In Part A of the trial, 13 kidney transplant patients (median age: 68 [range 57–81] years) were enrolled. The most frequent (>20%) treatment-emergent adverse events (TEAEs) included fatigue (46%), pyrexia (38%), chills (31%), and injection site pain, nausea, urinary tract infection, and vomiting (23% each). No immune-mediated adverse events (irAEs) or signs of allograft rejection were observed.
About 3 patients experienced COVID-19-related pneumonia, one succumbed to progressive disease, and another to a cerebrovascular accident. Among the 11 evaluable patients, the preliminary objective response rate (ORR) was 27% (3/11; all confirmed complete response [CR]), and one patient (9%) exhibited stable disease. Immunohistochemistry of tumor biopsies revealed an influx of CD8+ T cells and an increase in PD-L1 expression post-RP1 treatment. Additional biomarker data from gene expression analysis will be presented.

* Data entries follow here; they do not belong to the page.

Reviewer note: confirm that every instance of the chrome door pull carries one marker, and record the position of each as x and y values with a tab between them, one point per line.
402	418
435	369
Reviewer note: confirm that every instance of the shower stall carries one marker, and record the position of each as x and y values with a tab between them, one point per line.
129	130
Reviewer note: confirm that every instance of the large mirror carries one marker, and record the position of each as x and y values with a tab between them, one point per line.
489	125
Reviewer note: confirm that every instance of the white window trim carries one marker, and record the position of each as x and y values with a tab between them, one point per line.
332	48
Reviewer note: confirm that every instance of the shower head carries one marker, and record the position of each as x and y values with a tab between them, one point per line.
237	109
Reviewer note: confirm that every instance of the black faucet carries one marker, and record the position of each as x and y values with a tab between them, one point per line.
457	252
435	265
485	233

The results showed compelling antitumor activity (ORR 27%, all CR) in the initial evaluation of single-agent RP1 among SCT/SOT patients in Part A of the trial. Notably, no irAEs or indications of allograft rejection were observed. RP1 monotherapy demonstrated favorable tolerability, aligning with the safety profile observed in non-immunocompromised patients with advanced skin cancers (IGNYTE study).
The enrollment scope has now broadened to include patients with non-kidney/liver transplants. Research is sponsored by Replimune Inc.
Source: https://jitc.bmj.com/content/11/Suppl_1/A874
Clinical Trial: https://clinicaltrials.gov/study/NCT04349436
Migden MR, Chai-Ho W, Daniels GA, et al. (2023) ‘’Initial results from an open-label phase 1b/2 study of RP1 oncolytic immunotherapy in solid organ and hematopoietic cell transplant recipients with advanced cutaneous malignancies (ARTACUS). ’’ Presented at SITC 2023 (777).